Prese le redini della Fiat direttamente dalle mani del fondatore, il nonno Giovanni. Guidò l’azienda da vero sovrano sabaudo, ma che nella vita sopportò anche dolori atroci. Nato a Torino il 12 marzo 1921, figlio di Edoardo Agnelli e di Virginia Bourbon del Monte dei Principi di San Faustino, Gianni Agnelli era il secondo dei sette figli della coppia. Fu anche sindaco di Villar Perosa, alle porte di Torino, per 35 anni. Perse il padre a soli 14 anni, nel 1935, in un grave incidente. Il 14 luglio Edoardo stava rientrando da Forte dei Marmi con l’idrovolante del padre, un Savoia-Marchetti S.80 pilotato dall’asso dell’aviazione Arturo Ferrarin, diretto a Genova per poi raggiungere Torino in treno, ma durante l’ammaraggio all’idroscalo i galleggianti del velivolo urtarono un tronco vagante sullo specchio d’acqua e il mezzo si ribaltò. Il pilota ed Edoardo rimasero illesi, ma quest’ultimo si alzò in piedi nell’abitacolo, posto sotto al motore montato su una gondola, e morì colpito alla nuca dall’elica rimasta in movimento.
Dopo questa tragedia, Gianni Agnelli fu designato erede dell’impero già a 14 anni, entrando in azienda a 22 anni. E da quel giorno, per tutti, fu l’Avvocato. Però, la responsabilità della gestione fu affidata a Vittorio Valletta, braccio destro del nonno. Furono per lui anni di un’altra tragedia (la morte della madre in un incidente stradale il 30 novembre 1945) e di crescita. Ma anche gli anni del grave incidente d’auto, avvenuto nel 1952 (da Torino a Monte Carlo si schiantò contro un autocarro rimanendo claudicante per tutta la vita), e del matrimonio con Marella Cacciolo, nel 1953, da cui nacquero Edoardo e Margherita. E proprio il figlio Edoardo gli diede un altro tragico dolore, suicidandosi il 15 novembre 2000. Tre anni prima perse il nipote Giovanni “Giovannino” Alberto, figlio del fratello Umberto Agnelli, erede designato, per un male incurabile.

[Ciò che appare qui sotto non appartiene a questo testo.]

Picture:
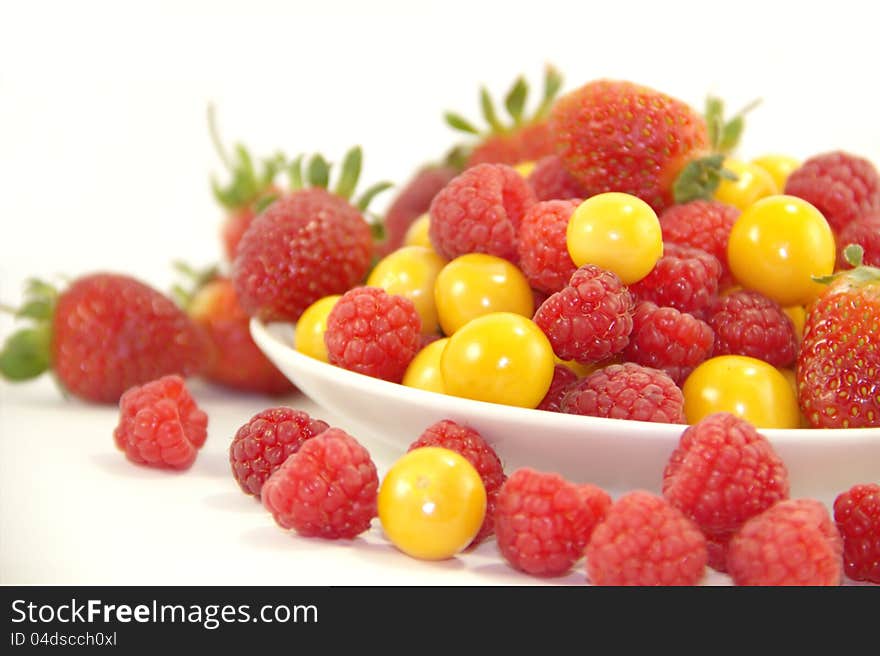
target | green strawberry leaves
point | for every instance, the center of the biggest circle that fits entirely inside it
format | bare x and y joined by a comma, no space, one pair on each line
27,353
515,101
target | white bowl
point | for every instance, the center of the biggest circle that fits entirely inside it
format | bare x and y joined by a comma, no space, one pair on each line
616,454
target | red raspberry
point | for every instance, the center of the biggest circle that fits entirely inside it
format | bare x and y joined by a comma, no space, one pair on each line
160,424
645,541
857,515
542,247
590,319
552,181
749,323
685,278
413,200
263,444
794,542
470,444
326,489
704,224
627,391
563,379
543,522
840,185
480,211
304,246
669,340
864,231
373,333
722,473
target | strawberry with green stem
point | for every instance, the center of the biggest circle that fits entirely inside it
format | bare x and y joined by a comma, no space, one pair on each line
101,335
235,361
838,367
250,189
309,243
525,138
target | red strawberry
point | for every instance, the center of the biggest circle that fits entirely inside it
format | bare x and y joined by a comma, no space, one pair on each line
839,357
247,193
102,335
236,361
308,244
526,139
620,136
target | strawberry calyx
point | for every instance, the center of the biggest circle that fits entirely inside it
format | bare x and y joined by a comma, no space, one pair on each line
700,178
26,353
514,102
250,184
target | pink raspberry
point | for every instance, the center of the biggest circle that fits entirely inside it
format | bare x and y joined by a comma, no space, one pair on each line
685,278
542,247
857,516
840,185
627,391
263,444
160,424
723,473
479,211
794,542
864,231
373,333
669,340
748,323
468,443
563,378
552,181
704,224
326,489
543,522
645,541
590,319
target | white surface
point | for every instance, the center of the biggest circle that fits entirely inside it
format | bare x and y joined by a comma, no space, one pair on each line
104,161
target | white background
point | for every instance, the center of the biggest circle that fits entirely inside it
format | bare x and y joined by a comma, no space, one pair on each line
104,164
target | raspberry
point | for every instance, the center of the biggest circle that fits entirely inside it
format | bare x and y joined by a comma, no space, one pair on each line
590,319
563,379
160,424
551,181
373,333
645,541
685,278
479,211
542,248
794,542
840,185
627,391
749,323
669,340
722,473
304,246
263,444
543,522
864,231
703,224
857,515
326,489
470,444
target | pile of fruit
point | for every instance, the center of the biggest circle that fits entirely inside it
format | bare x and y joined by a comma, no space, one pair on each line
607,255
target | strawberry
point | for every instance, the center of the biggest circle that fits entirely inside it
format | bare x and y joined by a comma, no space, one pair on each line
838,367
526,139
249,191
620,136
102,335
309,243
236,361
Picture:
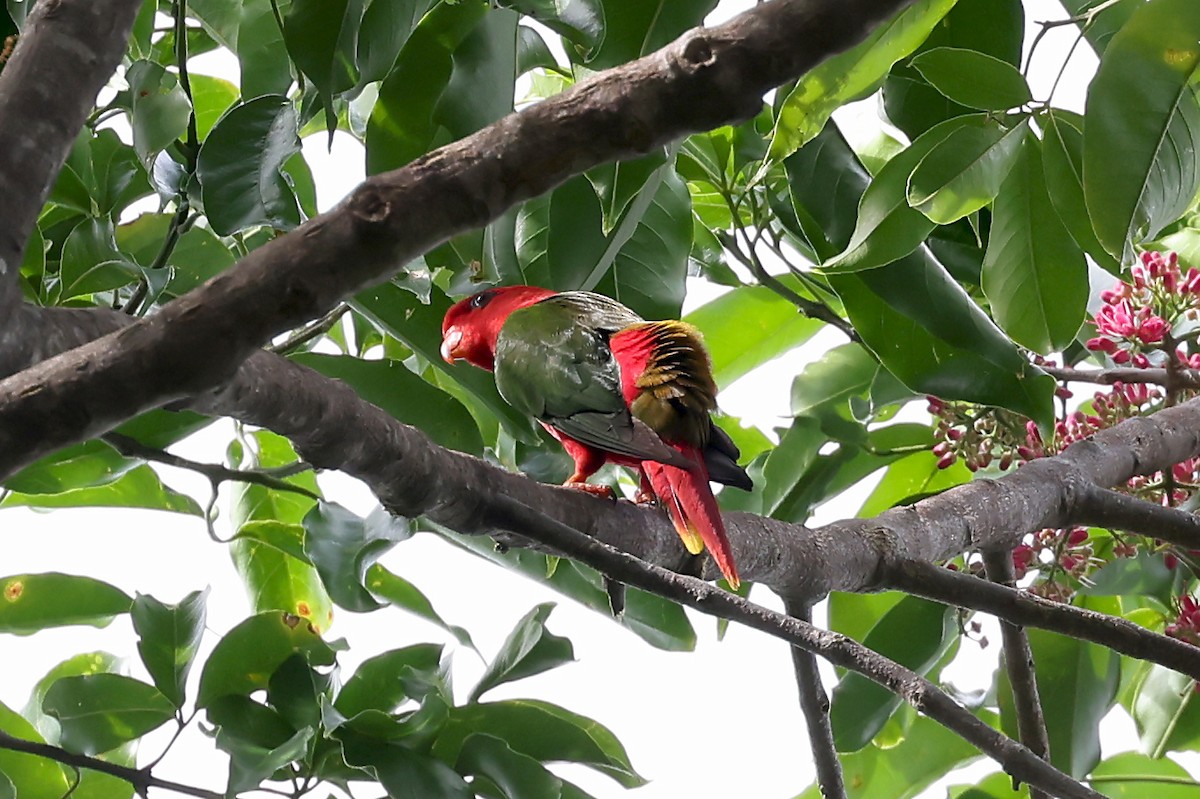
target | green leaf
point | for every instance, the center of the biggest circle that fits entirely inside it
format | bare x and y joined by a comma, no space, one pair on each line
405,395
91,463
139,487
649,271
402,124
34,778
33,602
1062,157
1129,775
376,683
211,98
246,656
580,22
1033,274
385,26
342,546
1078,685
322,37
529,649
964,172
403,773
101,712
168,638
850,76
239,167
928,332
916,634
1141,140
973,79
888,228
405,595
541,731
276,580
160,108
747,328
636,28
402,316
516,775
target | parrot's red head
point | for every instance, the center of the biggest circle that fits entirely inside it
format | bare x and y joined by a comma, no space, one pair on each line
472,325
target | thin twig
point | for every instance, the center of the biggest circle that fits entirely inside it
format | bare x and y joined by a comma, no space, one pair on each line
837,648
214,472
955,588
141,779
815,704
1031,721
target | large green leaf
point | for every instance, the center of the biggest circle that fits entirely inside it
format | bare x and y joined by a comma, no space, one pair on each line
402,124
529,649
1033,274
973,79
402,316
33,602
928,332
850,76
1078,685
927,752
888,227
541,731
31,776
747,328
246,656
916,634
636,28
405,395
1062,157
239,167
964,172
168,640
101,712
1141,139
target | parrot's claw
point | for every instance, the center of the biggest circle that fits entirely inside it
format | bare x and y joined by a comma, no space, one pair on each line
606,492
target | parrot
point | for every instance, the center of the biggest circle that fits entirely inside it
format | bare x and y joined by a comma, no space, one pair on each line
612,388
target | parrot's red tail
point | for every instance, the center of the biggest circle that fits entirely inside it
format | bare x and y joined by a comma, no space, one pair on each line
693,509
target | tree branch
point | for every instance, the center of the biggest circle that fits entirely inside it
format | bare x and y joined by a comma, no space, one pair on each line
141,779
1031,722
815,706
839,649
705,79
1021,607
63,59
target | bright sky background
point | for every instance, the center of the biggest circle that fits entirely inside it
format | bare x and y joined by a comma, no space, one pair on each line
721,721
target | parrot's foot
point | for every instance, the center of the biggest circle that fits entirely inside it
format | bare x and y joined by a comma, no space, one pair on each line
589,488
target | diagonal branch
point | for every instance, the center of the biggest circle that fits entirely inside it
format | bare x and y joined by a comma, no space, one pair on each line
141,779
815,706
1027,610
705,79
1031,722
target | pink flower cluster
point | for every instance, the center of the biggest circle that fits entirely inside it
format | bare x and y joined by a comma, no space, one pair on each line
1143,313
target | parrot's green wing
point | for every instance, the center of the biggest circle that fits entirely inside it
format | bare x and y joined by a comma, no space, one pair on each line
553,362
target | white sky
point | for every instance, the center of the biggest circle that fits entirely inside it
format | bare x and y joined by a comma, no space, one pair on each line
721,721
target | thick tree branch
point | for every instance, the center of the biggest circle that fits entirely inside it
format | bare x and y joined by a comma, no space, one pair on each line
1031,722
63,59
141,779
815,706
1027,610
839,649
705,79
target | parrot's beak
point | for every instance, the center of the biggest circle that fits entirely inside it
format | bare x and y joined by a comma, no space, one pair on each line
450,342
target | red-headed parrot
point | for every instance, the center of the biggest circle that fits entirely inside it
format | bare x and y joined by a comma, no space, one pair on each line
612,388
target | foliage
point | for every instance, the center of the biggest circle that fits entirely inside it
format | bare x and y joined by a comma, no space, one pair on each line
960,259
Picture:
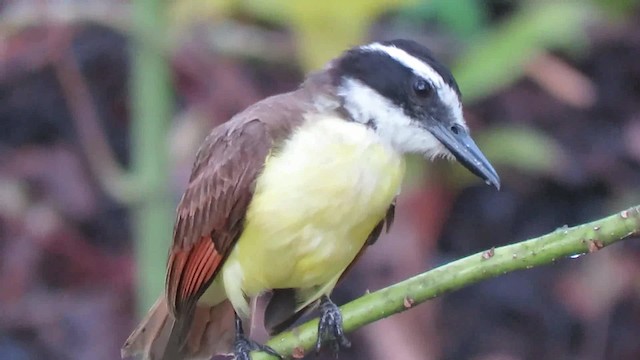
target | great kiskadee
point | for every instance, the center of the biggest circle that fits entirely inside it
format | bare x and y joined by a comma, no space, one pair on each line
286,195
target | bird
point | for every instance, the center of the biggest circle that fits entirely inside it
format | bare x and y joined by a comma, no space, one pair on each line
285,196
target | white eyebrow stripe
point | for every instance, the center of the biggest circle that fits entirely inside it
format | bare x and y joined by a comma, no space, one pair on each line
447,94
413,63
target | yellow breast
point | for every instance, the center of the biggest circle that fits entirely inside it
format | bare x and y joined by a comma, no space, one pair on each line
315,203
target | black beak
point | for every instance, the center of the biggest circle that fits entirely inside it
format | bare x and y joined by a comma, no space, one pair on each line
457,140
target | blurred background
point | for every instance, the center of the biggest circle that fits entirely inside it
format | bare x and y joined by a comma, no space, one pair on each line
103,104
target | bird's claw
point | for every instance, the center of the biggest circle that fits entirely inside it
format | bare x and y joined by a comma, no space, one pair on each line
243,346
330,327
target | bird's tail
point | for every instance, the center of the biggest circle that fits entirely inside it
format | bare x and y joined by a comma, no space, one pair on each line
210,332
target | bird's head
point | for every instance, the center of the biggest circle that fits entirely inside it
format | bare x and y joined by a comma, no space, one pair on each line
411,100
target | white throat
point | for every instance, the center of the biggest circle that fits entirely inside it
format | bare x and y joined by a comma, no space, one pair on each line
394,127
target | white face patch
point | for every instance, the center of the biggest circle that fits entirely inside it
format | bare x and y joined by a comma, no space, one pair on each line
447,94
391,123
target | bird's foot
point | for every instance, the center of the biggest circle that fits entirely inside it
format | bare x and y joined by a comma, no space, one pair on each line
330,327
243,346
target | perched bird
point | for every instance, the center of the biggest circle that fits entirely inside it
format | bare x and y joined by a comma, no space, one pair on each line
287,194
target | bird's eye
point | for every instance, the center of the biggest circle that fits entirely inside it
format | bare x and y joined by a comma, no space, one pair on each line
422,88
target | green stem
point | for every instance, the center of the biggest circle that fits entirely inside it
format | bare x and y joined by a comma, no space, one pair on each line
546,249
152,110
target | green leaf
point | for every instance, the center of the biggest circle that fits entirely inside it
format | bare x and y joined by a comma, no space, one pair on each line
498,58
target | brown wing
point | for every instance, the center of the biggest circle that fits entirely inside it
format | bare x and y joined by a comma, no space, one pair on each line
211,212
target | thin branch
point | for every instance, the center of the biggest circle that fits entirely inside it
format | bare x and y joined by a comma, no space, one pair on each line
562,243
108,172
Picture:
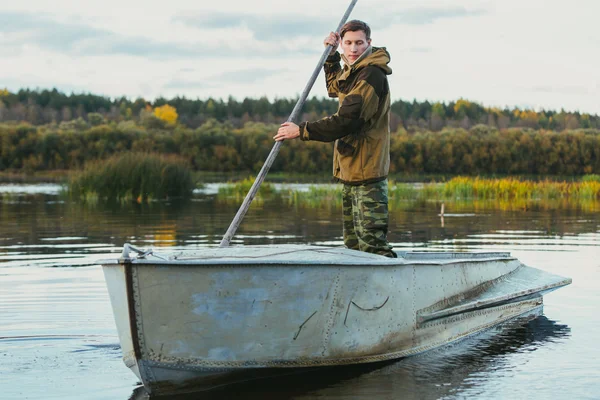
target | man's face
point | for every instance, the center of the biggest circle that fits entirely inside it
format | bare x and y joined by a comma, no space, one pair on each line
354,44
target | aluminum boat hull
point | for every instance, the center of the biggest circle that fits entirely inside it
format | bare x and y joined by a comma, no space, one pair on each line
206,318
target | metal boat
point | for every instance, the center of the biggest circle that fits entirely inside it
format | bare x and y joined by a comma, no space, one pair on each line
204,318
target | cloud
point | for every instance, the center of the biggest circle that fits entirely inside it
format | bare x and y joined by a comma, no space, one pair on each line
189,84
562,89
251,75
283,27
243,76
422,16
264,28
82,40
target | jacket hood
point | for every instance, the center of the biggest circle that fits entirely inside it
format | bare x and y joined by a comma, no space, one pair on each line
377,56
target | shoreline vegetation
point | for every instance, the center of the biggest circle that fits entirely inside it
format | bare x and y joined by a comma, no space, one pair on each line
217,147
504,193
41,106
132,177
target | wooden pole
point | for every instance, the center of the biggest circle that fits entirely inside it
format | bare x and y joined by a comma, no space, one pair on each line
237,220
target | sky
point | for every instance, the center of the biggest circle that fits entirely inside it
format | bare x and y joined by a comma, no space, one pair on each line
525,53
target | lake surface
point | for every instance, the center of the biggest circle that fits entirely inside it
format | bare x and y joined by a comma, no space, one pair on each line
58,339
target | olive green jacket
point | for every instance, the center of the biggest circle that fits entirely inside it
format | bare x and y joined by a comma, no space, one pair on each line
361,126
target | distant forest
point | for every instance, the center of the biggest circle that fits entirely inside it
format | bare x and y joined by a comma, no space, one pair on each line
41,107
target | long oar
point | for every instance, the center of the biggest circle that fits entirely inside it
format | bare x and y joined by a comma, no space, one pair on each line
237,220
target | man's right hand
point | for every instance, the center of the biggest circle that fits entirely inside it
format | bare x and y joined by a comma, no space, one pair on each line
334,40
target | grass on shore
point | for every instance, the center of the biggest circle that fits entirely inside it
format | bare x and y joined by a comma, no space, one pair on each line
139,177
456,189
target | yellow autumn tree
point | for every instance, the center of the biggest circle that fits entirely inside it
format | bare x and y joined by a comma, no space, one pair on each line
166,113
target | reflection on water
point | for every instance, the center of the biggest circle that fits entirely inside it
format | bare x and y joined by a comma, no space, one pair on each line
57,334
444,372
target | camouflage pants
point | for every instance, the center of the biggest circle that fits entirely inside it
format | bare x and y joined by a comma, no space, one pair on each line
365,213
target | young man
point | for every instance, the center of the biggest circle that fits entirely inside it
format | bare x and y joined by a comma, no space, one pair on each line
361,130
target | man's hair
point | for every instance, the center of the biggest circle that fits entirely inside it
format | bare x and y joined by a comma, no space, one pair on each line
354,26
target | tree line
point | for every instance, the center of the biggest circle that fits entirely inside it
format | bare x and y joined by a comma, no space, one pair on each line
39,107
222,147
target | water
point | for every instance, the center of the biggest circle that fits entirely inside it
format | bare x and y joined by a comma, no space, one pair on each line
58,340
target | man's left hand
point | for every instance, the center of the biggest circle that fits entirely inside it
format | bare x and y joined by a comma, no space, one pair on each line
288,130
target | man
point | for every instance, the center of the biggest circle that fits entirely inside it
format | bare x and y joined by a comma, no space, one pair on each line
361,130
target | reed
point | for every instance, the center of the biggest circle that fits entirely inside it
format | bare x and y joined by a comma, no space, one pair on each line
513,188
139,177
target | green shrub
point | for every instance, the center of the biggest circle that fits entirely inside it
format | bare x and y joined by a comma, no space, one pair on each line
133,177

Quando Gianni Agnelli assunse la presidenza della Fiat, nell’aprile 1966 all’età di 40 anni, l’azienda di famiglia era già la più importante e solida impresa italiana. L’Avvocato viene considerato un uomo sì irrequieto, ma anche elegante e raffinato, amante delle feste, dello yacht e delle belle donne. Con tante passioni: la pittura, la Juventus (che non vide mai in B) e la Ferrari. La sua ironia e le sue battute sono ancora oggi ricordate. Come resta celebre, quando gli venne affidata dagli imprenditori la guida di Confindustria tra il 1974 e il 1976, la storica intesa per il punto unico di contingenza con la Cgil di Luciano Lama. Politicamente, invece, non si schierò mai (“Il mio cuore batte repubblicano”, si sbilanciò), ma arrivò in Parlamento nel 1991, nominato senatore a vita dall’allora presidente della Repubblica Francesco Cossiga. Infine, celebre anche quando pilotò l’ingresso dei libici di Gheddafi nel capitale della Fiat. Per l’azienda di famiglia è una svolta decisiva. Vent’anni dopo in Italia è cambiato tutto. La Fiat resiste e oggi fa parte del gruppo olandese Stellantis.